In Germania Josef Schuster, presidente del Zentralrat der Juden, il Consiglio centrale degli ebrei, ha sconsigliato di portare la kippa nelle grandi città tedesche. In Francia 80 tombe del cimitero israelita di Quatzenheim sono state imbrattate con la svastica. In Italia durante una puntata dedicata a Primo Levi del programma radiofonico Fahrenheit, in onda su Radio tre, arrivano telefonate di ascoltatori che si dicono stufi di sentir parlare degli ebrei. E poi aggressioni verbali e fisiche, intimidazioni, offese sempre più frequenti e spudorate.

Sembrano immagini del passato e invece sono frammenti inquietanti del presente, segnali di un odio che, dalla Danimarca all’Italia, attraversa l’Europa per riemergere come prima. Anzi peggio: «A distanza di decenni dall’Olocausto, i livelli di antisemitismo stanno aumentando in modo sconcertante e continuano ad affliggere l’Unione europea», denuncia una ricerca dell’Agenzia per i diritti fondamentali (Fra) dell’Unione europea, che ricorda anche come in passato la graduale «normalizzazione dell’antisemitismo ha aperto la strada a una delle maggiori atrocità che si siano mai verificate in Europa».

Un pericolo segnalato di recente anche da El Pais: l’aumento dell’antisemitismo nel Vecchio continente, ha scritto il giornale spagnolo, «è il sintomo di una malattia, ma anche di qualcosa di più profondo e terribile: l’ignoranza del passato». Esagerazioni?
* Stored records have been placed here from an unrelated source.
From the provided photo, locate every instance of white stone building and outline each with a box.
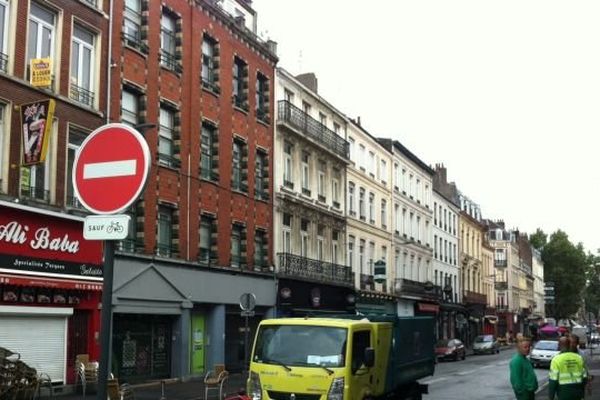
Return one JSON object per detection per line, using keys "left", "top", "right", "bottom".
{"left": 532, "top": 248, "right": 545, "bottom": 318}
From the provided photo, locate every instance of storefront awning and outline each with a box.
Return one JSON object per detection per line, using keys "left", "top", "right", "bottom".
{"left": 0, "top": 273, "right": 102, "bottom": 291}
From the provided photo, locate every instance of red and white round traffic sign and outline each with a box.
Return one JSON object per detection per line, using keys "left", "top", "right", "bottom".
{"left": 72, "top": 123, "right": 151, "bottom": 215}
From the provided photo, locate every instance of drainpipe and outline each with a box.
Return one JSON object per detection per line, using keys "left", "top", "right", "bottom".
{"left": 106, "top": 0, "right": 114, "bottom": 124}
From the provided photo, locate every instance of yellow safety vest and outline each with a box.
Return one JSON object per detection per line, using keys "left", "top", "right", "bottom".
{"left": 549, "top": 352, "right": 587, "bottom": 385}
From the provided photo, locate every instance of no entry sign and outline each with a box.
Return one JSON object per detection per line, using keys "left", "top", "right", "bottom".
{"left": 72, "top": 123, "right": 150, "bottom": 215}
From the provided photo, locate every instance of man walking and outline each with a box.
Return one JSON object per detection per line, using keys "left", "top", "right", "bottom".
{"left": 510, "top": 336, "right": 539, "bottom": 399}
{"left": 548, "top": 335, "right": 587, "bottom": 400}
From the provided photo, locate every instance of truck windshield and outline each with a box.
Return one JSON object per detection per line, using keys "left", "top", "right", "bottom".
{"left": 253, "top": 325, "right": 347, "bottom": 368}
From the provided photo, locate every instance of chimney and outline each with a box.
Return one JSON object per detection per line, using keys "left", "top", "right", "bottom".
{"left": 435, "top": 163, "right": 447, "bottom": 184}
{"left": 357, "top": 116, "right": 361, "bottom": 126}
{"left": 295, "top": 73, "right": 318, "bottom": 94}
{"left": 266, "top": 40, "right": 278, "bottom": 56}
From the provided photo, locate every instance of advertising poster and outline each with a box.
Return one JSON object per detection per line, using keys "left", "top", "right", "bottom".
{"left": 30, "top": 57, "right": 52, "bottom": 88}
{"left": 20, "top": 99, "right": 55, "bottom": 166}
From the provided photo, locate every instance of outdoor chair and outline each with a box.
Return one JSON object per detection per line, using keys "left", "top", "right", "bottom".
{"left": 75, "top": 354, "right": 99, "bottom": 398}
{"left": 204, "top": 364, "right": 229, "bottom": 400}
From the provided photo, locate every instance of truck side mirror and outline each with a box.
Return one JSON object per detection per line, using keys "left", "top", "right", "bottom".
{"left": 364, "top": 347, "right": 375, "bottom": 368}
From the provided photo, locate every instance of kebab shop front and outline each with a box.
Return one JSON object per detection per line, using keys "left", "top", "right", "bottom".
{"left": 0, "top": 201, "right": 103, "bottom": 384}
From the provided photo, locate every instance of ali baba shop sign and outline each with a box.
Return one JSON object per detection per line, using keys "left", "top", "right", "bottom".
{"left": 0, "top": 203, "right": 103, "bottom": 279}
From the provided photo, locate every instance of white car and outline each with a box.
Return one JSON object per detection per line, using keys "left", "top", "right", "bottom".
{"left": 529, "top": 340, "right": 560, "bottom": 368}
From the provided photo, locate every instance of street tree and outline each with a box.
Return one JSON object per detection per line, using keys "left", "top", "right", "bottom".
{"left": 584, "top": 252, "right": 600, "bottom": 323}
{"left": 541, "top": 230, "right": 587, "bottom": 320}
{"left": 529, "top": 228, "right": 547, "bottom": 251}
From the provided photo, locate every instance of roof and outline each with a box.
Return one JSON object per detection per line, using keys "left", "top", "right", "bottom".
{"left": 377, "top": 138, "right": 434, "bottom": 176}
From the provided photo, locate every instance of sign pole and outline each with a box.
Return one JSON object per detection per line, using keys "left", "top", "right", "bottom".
{"left": 244, "top": 314, "right": 249, "bottom": 373}
{"left": 97, "top": 240, "right": 115, "bottom": 400}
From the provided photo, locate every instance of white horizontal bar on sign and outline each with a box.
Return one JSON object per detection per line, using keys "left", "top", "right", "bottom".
{"left": 83, "top": 159, "right": 137, "bottom": 179}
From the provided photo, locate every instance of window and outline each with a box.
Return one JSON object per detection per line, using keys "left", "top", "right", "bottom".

Mica tanto se si pensa che un sondaggio della rete americana Cnn evidenzia come un europeo su venti non abbia mai sentito parlare dell’Olocausto.

Attenzione quindi a ignorare o, peggio ancora, a banalizzare il Male, come prova a fare certa politica. Anche perché i segnali della ripresa dell’odio verso gli ebrei sono sempre più evidenti come indicano i risultati della ricerca che Fra ha condotto lo scorso mese di dicembre in 12 Stati membri della Ue (Austria, Belgio, Danimarca, Francia, Germania, Ungheria, Italia, Olanda, Polonia, Spagna, Svezia e Regno unito) coinvolgendo oltre 16 mila ebrei con più di 16 anni: l’85% degli intervistati individua l’antisemitismo e il razzismo come i problemi più urgenti perché in aumento nel proprio Paese (90%) e soprattutto on line, con un 70% che indica gli spazi pubblici, insieme ai media e alla politica, come le situazioni dove la sensazione di pericolo si fa più forte. «Come ebrea che è cresciuta in Danimarca ho sempre evitato di mostrare o di dire alla gente che sono ebrea», ha ammesso una ragazza di 24 anni che vive a Copenhagen.

«Ormai in Germania l’antisemitismo non è più un tabù, così si manifesta sempre più spesso,- verbalmente e fisicamente, nelle strade», ha invece denunciato una sessantenne tedesca.
«L’antisemitismo sembra così profondamente radicato nella società che le molestie costanti sono diventate parte della vita quotidiana di questi cittadini», scrivono i ricercatori dell’Agenzia europea. Capita, poi, che chi non subisce direttamente atti discriminatori si ritrovi a esserne testimone. Il 24% degli intervistati ha infatti dichiarato di aver assistito mentre altri ebrei venivano insultati, molestati o addirittura aggrediti fisicamente, mentre il 20 ha affermato di aver avuto un familiare o altre persone vicine vittime di violenze verbali o fisiche.

Un altro dato importante riguarda le denunce: l’80% degli intervistati ha ammesso di non riferire incidenti anche gravi alle autorità nella convinzione che non cambierà nulla. Una rassegnazione che, infine, porta il 30% degli ebrei europei a non escludere la possibilità di lasciare il proprio paese per emigrare verso altri ritenuti più sicuri.

«Il ventesimo secolo ha avuto molte malattie, l’unica rimasta incurabile è l’antisemitismo», ha commentato i risultati della ricerca il vicepresidente della Commissione europea Frans Timmermas, mostrando forse un eccessivo ottimismo. Per contrastare un fenomeno che sembra destinato a crescere ancora, l’Agenzia per i diritti chiede che gli Stati membri di trattare con maggiore impegno il tema dell’Olocausto nelle scuole, di monitorare di più i reati di odio e di recepire le norme europee contro il razzismo. Nella speranza che non sia troppo tardi.